A1 — Camera Sensor Fundamentals¶

Photodiodes, Bayer colour filter arrays, bit depth, packed raw formats, rolling shutter, sensor modes, and HDR. Referenced from Part 1/04 (pixel formats in code).

Platform note: All bit-level layouts here assume little-endian byte order. Raspberry Pi 5 (BCM2712, Cortex-A76) is little-endian. Adjust if you port to a big-endian system.

How Camera Sensors Work¶

Pull a raw frame straight off /dev/video0 on the Pi 5 and you don't get a picture. You get a block of 10-bit packed bytes that decodes to a green-tinted grid of garbage. Everything in this appendix lives between that block and an actual image: how the sensor turns photons into numbers, why those numbers skew green, and how they get crammed into memory.

A sensor is a grid of millions of photodiodes, and each one does the same dumb job. Collect photons during exposure. Let them knock loose some charge. Read the charge out as a voltage. Hand the voltage to an ADC. Four steps, a few million times a frame.

The catch: a photodiode can't see colour. It counts photons, full stop. Red light and blue light of the same intensity hand back the same number. That's the problem the Bayer filter exists to solve.

The Bayer Color Filter Array¶

Kodak's fix, from Bryce Bayer in 1976, is almost insultingly simple. Glue a tiny coloured filter over each photodiode so it only sees one colour.
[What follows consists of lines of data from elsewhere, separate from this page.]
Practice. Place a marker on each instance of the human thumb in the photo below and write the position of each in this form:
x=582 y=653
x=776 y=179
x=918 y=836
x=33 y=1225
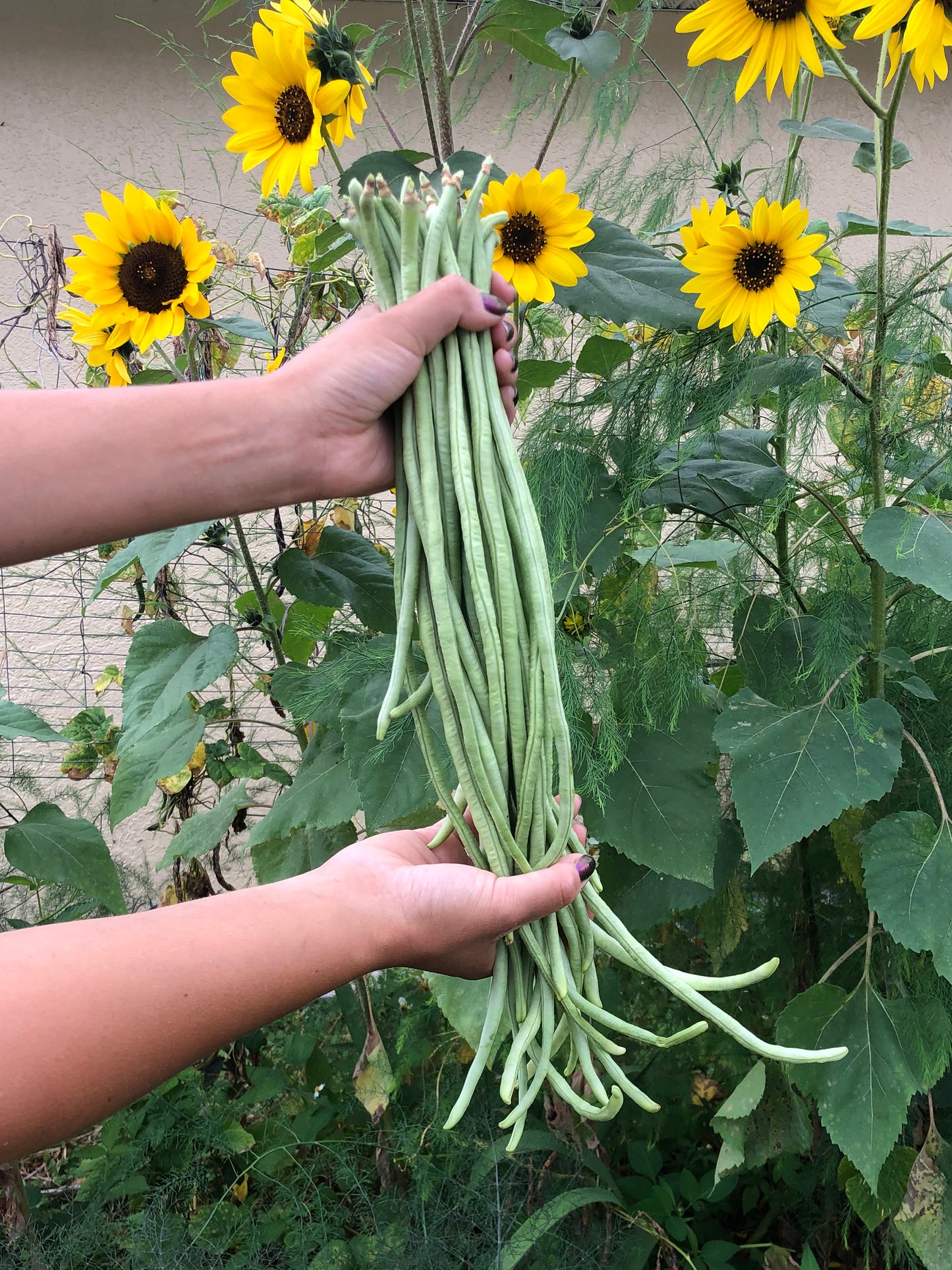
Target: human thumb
x=424 y=319
x=526 y=897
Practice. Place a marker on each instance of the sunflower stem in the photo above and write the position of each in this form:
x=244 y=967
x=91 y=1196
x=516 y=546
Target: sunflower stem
x=853 y=80
x=331 y=149
x=422 y=75
x=883 y=131
x=568 y=90
x=169 y=362
x=441 y=76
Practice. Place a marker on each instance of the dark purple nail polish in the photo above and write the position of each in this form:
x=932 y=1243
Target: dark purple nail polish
x=586 y=867
x=494 y=305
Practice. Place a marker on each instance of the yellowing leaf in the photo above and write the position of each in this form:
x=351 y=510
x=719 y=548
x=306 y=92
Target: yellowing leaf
x=374 y=1076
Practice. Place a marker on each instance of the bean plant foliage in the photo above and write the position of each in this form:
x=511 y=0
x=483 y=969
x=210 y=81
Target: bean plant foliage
x=746 y=502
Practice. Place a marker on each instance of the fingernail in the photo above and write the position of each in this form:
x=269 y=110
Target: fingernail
x=494 y=305
x=586 y=867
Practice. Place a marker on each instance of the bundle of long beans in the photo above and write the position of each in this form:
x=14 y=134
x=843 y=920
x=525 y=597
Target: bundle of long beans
x=472 y=586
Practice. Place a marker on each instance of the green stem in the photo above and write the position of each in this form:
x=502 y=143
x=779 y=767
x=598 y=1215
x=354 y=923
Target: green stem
x=883 y=131
x=268 y=623
x=568 y=90
x=849 y=76
x=331 y=149
x=422 y=75
x=442 y=82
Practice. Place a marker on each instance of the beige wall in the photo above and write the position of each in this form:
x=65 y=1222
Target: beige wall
x=89 y=98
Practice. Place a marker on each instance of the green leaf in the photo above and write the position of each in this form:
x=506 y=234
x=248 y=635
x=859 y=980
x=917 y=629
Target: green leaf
x=165 y=662
x=152 y=376
x=897 y=1048
x=246 y=328
x=159 y=753
x=217 y=7
x=544 y=1219
x=828 y=129
x=629 y=281
x=494 y=1155
x=716 y=473
x=19 y=722
x=300 y=851
x=723 y=921
x=596 y=52
x=470 y=163
x=739 y=1104
x=464 y=1005
x=775 y=652
x=391 y=164
x=537 y=374
x=346 y=567
x=912 y=546
x=794 y=772
x=831 y=301
x=601 y=356
x=50 y=846
x=871 y=1207
x=205 y=831
x=304 y=625
x=926 y=1216
x=153 y=552
x=865 y=156
x=700 y=553
x=908 y=871
x=852 y=225
x=523 y=24
x=918 y=687
x=322 y=797
x=391 y=774
x=663 y=808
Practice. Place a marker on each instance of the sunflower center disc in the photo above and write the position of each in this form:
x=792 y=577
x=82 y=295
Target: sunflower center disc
x=758 y=266
x=522 y=238
x=152 y=275
x=776 y=11
x=294 y=115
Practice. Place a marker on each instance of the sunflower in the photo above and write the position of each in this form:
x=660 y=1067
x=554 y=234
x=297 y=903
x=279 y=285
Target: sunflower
x=141 y=270
x=705 y=224
x=745 y=276
x=919 y=27
x=535 y=244
x=96 y=341
x=333 y=52
x=776 y=34
x=282 y=102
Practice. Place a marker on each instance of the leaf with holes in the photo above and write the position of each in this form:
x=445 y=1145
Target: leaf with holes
x=912 y=546
x=794 y=771
x=663 y=808
x=897 y=1048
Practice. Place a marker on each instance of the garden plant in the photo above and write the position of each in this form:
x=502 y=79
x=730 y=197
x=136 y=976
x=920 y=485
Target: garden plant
x=702 y=582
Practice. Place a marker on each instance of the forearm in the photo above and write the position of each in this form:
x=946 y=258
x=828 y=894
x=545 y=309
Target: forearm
x=88 y=467
x=98 y=1012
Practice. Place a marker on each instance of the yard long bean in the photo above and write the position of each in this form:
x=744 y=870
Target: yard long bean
x=472 y=592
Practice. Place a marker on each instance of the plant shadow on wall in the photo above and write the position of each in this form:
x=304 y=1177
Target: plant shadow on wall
x=739 y=455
Arrange those filters in a repeating pattern, and you can reconstruct full colour later from the neighbours. That array of filters is the colour filter array, or CFA.

The usual pattern is a 2x2 tile: one red, one blue, and two green on the diagonal. That tile repeats across the whole sensor.

Why two greens? Your eyes care about green more than red or blue. Most of what you perceive as sharpness and brightness rides on the green channel, so doubling it buys more luminance detail where it matters and leaves the colour reconstruction cleaner.

Bayer Pattern Variants¶

Not every sensor starts the tile in the same corner. Same four filters, different starting phase, and the debayering code has to know which is which. Get it wrong and red and blue swap, so faces go blue and skies go orange.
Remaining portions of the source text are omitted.